The Circadian Rhythms & Your Period
Looking at bleeding and other menstruation symptoms over the course of a day of your period can be pretty revealing. In the case of bleeding, they show that the idea of heavier or lighter flow while sleeping is a myth, but they can also demonstrate other interesting things about female health. Anna Druet, a research scientist at the period app Clue, which tracks period data from millions of users to get new insights about menstruation, explains on Clue's blog that circadian rhythms and your menstrual cycle are pretty connected:
"The circadian rhythm and menstrual cycles are influencing each other all the time. If you picture a spinning top moving in a big circle, each little spin of the top is the circadian rhythm, and each big circle is the menstrual cycle. If the spinning top gets out of balance, the size and shape of the big circle may change. The top also spins a little bit differently depending on where it is in the big circle."
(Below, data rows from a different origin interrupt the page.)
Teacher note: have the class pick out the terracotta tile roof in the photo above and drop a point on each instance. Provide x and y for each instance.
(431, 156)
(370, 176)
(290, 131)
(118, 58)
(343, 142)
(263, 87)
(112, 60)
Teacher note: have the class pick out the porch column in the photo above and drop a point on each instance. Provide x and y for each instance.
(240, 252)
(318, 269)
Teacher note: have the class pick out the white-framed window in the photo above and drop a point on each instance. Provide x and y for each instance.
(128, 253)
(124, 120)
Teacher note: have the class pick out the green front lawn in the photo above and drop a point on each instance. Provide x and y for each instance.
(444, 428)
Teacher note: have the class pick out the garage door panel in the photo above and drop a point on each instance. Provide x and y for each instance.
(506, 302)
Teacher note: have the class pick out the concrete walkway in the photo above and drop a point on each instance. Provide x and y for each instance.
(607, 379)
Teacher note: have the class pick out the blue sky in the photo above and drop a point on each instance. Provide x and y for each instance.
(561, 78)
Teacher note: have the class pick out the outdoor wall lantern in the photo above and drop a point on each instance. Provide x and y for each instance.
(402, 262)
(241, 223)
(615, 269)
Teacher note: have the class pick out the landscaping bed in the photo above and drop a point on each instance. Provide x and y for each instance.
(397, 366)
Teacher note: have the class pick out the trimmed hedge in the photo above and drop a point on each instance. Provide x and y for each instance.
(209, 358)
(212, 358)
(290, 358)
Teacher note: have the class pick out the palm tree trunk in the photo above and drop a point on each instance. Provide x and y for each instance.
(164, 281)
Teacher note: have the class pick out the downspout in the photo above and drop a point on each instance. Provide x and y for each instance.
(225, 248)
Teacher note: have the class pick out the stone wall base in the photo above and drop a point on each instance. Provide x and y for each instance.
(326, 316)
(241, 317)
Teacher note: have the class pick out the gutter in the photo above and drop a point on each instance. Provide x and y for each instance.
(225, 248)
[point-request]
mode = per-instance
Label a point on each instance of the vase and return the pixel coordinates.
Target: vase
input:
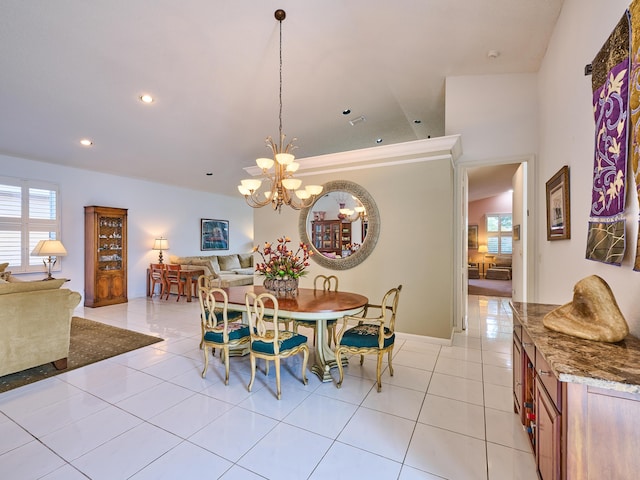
(282, 287)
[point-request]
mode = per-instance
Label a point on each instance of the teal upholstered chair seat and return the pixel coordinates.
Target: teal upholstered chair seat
(235, 330)
(286, 341)
(366, 336)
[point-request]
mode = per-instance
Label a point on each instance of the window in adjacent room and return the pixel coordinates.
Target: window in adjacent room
(29, 212)
(499, 233)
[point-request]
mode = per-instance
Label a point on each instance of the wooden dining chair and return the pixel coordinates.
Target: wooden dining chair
(205, 283)
(372, 335)
(172, 276)
(218, 330)
(321, 283)
(270, 343)
(157, 277)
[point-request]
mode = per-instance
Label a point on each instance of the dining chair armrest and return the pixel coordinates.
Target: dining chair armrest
(356, 320)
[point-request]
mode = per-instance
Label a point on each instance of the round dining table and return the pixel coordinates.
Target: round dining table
(308, 304)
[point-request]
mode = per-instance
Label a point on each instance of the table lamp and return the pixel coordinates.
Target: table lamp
(49, 248)
(160, 244)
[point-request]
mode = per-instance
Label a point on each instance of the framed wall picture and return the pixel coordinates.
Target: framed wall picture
(558, 207)
(472, 240)
(214, 234)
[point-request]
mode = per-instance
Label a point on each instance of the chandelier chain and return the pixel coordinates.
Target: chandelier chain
(280, 114)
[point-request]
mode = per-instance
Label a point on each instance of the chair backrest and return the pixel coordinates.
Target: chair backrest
(263, 327)
(157, 271)
(172, 272)
(389, 307)
(327, 283)
(208, 281)
(213, 310)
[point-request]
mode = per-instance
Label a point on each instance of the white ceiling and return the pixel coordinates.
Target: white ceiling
(71, 69)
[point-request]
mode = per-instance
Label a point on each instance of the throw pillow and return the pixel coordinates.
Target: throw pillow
(244, 271)
(18, 287)
(208, 264)
(229, 262)
(246, 260)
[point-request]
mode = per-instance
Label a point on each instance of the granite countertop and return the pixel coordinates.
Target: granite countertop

This is particularly notable in cases where your circadian rhythm is thrown off or adjusted, as when you suddenly shift your sleep cycle or get jet lag. But it's also got other effects on the way periods work.
Research in 2007 found that circadian rhythms are tied to periods in many different ways, particularly in how well women sleep and in their body temperature. The scientists also noted that menstrual function appears to be "thrown off" when women's sleep-wake rhythms are disturbed; shift workers are apparently more likely than other women to report irregular periods, for example. And the hormones that regulate the body's sleep seem to shift over the menstrual cycle and from day to night; women's brain activity in sleep shifts over the course of their cycles, with the most activity just before your period starts. Women also, according to science from 1988, have different temperature shifts throughout the day depending on their time in their cycle (temperature has a lot to do with how we feel sleepy), and heart rate might shift as well.
So while your levels of blood flow might not be impacted in any way by your sleep-wake cycle and how you act over 24 hours (though it's pretty clear how that misunderstanding can arise), many other bits of menstruation are affected. And that's helping us get a bit more insight into how the female body works. Pretty cool, huh.